Das Kind begegnet dem Pferd generell mit Respekt, Angst, Bewunderung und Liebe - diese Gefühle sind pädagogisch bekannt als die Vorraussetzungen für Erziehungs- und Lernprozesse.
Das Pferd bewirkt durch sein entgegenkommendes, aufforderndes Wesen bei verhaltensauffälligen Kindern ein Verhalten, das diese Kinder im Normalfall verweigern würden. Das Pferd fordert direkt zur emotionalen und nonverbalen Kontaktaufnahme auf.
Im heutigen Alltagsleben - besonders im schulischen Bereich- sind Kinder und Jugendliche enormen Überforderungs- und Stresssituationen ausgesetzt.

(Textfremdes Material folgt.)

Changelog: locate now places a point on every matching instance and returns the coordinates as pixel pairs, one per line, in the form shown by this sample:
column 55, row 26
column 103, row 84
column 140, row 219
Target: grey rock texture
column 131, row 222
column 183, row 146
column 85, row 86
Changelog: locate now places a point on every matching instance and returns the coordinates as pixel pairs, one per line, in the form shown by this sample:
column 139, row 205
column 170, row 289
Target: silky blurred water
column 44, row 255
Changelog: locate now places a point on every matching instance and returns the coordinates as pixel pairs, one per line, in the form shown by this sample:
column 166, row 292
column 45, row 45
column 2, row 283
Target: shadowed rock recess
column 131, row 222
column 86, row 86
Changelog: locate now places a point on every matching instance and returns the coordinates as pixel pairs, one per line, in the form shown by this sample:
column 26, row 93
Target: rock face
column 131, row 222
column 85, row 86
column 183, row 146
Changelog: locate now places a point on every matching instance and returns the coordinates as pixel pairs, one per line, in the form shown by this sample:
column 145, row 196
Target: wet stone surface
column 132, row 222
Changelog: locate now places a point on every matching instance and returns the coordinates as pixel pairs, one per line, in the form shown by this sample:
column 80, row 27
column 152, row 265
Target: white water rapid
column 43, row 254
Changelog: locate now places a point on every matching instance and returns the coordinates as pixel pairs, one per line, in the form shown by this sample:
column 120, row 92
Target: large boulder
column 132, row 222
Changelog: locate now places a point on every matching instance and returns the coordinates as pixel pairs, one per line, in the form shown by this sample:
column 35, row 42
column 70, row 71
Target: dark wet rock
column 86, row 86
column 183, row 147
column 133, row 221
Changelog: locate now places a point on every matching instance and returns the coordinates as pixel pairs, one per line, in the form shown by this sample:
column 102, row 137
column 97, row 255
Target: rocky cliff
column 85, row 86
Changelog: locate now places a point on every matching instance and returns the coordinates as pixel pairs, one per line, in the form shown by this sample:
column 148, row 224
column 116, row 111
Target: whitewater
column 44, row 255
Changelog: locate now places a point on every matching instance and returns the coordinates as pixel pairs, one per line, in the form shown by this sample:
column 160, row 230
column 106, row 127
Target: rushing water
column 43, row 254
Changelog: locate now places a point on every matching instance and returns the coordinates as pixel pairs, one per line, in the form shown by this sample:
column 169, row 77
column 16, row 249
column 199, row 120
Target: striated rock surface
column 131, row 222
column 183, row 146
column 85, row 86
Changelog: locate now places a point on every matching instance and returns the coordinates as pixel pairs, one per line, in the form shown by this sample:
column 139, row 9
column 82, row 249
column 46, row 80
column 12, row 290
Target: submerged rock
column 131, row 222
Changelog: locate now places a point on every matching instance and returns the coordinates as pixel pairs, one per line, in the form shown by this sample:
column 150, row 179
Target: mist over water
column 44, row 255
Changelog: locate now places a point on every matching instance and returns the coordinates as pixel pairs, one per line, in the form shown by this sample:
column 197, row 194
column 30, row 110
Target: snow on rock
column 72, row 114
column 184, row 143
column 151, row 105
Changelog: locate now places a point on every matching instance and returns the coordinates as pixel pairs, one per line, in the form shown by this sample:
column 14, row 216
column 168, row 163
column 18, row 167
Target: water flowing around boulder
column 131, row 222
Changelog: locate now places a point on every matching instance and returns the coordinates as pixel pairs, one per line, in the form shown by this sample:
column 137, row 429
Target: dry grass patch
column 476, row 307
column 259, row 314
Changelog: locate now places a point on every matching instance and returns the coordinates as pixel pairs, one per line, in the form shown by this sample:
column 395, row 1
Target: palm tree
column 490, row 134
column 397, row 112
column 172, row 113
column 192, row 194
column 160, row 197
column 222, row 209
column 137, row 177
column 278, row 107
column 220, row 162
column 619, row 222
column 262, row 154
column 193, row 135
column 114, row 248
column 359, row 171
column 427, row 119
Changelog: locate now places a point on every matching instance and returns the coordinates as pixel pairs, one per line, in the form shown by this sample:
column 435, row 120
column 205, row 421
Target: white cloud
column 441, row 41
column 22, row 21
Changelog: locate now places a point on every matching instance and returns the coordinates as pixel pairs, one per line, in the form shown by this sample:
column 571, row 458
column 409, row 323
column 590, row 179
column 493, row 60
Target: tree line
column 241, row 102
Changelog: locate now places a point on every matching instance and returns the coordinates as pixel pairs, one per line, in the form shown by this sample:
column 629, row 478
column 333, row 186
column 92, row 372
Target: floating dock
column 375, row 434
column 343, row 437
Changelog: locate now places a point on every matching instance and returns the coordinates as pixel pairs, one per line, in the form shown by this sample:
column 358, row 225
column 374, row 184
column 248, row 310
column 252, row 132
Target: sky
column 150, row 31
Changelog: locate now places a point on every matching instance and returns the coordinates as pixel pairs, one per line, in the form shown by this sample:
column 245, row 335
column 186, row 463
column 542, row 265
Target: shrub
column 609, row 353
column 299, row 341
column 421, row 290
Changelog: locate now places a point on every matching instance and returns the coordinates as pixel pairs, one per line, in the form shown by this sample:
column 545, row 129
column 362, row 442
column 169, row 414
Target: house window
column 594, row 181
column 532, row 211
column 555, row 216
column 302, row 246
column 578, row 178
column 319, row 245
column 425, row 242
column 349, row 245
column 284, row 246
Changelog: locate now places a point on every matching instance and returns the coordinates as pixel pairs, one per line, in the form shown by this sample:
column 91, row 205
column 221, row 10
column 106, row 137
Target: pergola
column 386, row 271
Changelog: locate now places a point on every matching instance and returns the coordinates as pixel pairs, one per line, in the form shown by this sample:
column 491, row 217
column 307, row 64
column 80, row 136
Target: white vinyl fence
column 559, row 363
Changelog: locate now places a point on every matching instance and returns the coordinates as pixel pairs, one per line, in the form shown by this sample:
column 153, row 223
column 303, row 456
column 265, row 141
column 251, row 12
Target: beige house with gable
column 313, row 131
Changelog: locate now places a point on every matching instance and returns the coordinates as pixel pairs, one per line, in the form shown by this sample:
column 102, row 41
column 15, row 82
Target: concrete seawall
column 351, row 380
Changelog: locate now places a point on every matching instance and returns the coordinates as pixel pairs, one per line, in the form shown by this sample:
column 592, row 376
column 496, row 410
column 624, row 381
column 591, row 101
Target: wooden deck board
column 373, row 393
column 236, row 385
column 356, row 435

So besteht im Erziehungs- und Bildungsprozess eine konstante Gefahr, dass die Umwelt mehr von den Heranwachsenden verlangt, als sie wirklich leisten können. Sind die verfügbaren körperlichen und geistig-seelischen Kräfte aufgebraucht, entsteht eine Überforderungssituation, auf die das Kind unter Umständen mit Aggression, innerlichem Rückzug oder chronischer Krankheit reagieren kann.
Tatsache ist, dass sich der Lebensraum der Kinder/Jugendlichen in den letzten Jahrzehnten stark verändert hat. Die Besiedlung der Städte hat sich verdichtet, Freiflächen zum Spielen sind reduziert, der Autoverkehr ist längst nicht mehr umwelt- und sozialverträglich. Die Kindheit wird mehr und mehr im begrenzten Rahmen der Wohnung als im Freien erlebt. Das Fernsehen und der Computer stehen weitaus mehr im Mittelpunkt des Interesses als vor einigen Jahrzehnten, als die Kinder noch stärker darauf angewiesen waren, sich aus eigenem Antrieb heraus zu beschäftigen, kreativ zu sein, wenn es galt neue Spiele und Spielsachen zu entwickeln.
Heute wird ihnen durch die allgegenwärtige Multimedialität eine Konsumgesellschaft vorgesetzt, derer sie sich kaum entziehen können. Sie bauen sich nicht mehr ihre eigene kindliche Welt, sondern werden in eine von Erwachsenen kreierte Welt gesetzt, in deren Rahmen sie sich bewegen "dürfen": Durch Termine zeitlich eingeschränkt, durch Zäune territorial abgesteckt und durch die Notwendigkeit zumeist mit dem Auto zu Freizeitaktivitäten gefahren werden zu müssen.
Es herrscht ein Mangel an Frei-Räumen, unter dem die Kinder heute wahrhaftig leiden. Wird der Bewegungsraum des Kindes in der Entwicklung eingeschränkt, so werden auch Seele und Geist in ihrer Entfaltungsmöglichkeit reduziert. Bewegung wird durch Üben, Ausprobieren, Experimentieren, durch Vorbilder und Erfahrungen zu einem mühelosen Vorgang, der viel Freude über das Gelingen erzeugt. Gelungene Bewegungen sind Erfolgserlebnisse, die stolz machen, die anspornen, mutiger zu werden und die das Körpergefühl, ein Bewußtsein von sich selbst und das Selbstbewußtsein wachsen lassen.
Können Kinder zu keinen befriedigenden Bewegungserlebnissen und -ergebnissen mehr kommen, erleiden sie sogenannte motorische Entwicklungsstörungen oder Störungen der Grob- und Feinmotorik, welche sich wiederum in Verhaltensauffälligkeiten widerspiegeln können, da das Kind durch die eingeschränkte Bewegungsmöglichkeit Unsicherheit im Umgang und Spiel mit anderen Kindern erfährt. Auch in Bezug auf die multimediale Erlebniswelt kann von einer Einschränkung der Bewegungsfreiheit gesprochen werden
Das „Medium“ Pferd erleichtert oft den Zugang besonders zu stark zurückhaltenden Menschen und wirkt gleichermaßen beruhigend auf sehr aktive, unruhige Menschen ein. Der korrekte Umgang mit dem Pferd und die Pflege des Tieres fördern die Teilnehmer nicht nur in der Bildung sozialer Kompetenzen durch das gemeinschaftliche Versorgen, Kümmern und Auseinandersetzen mit dem Verhalten des Pferdes, sondern stärken auch das Verantwortungsgefühl und die Bereitschaft emotionale Zuwendung zu geben und zu empfangen.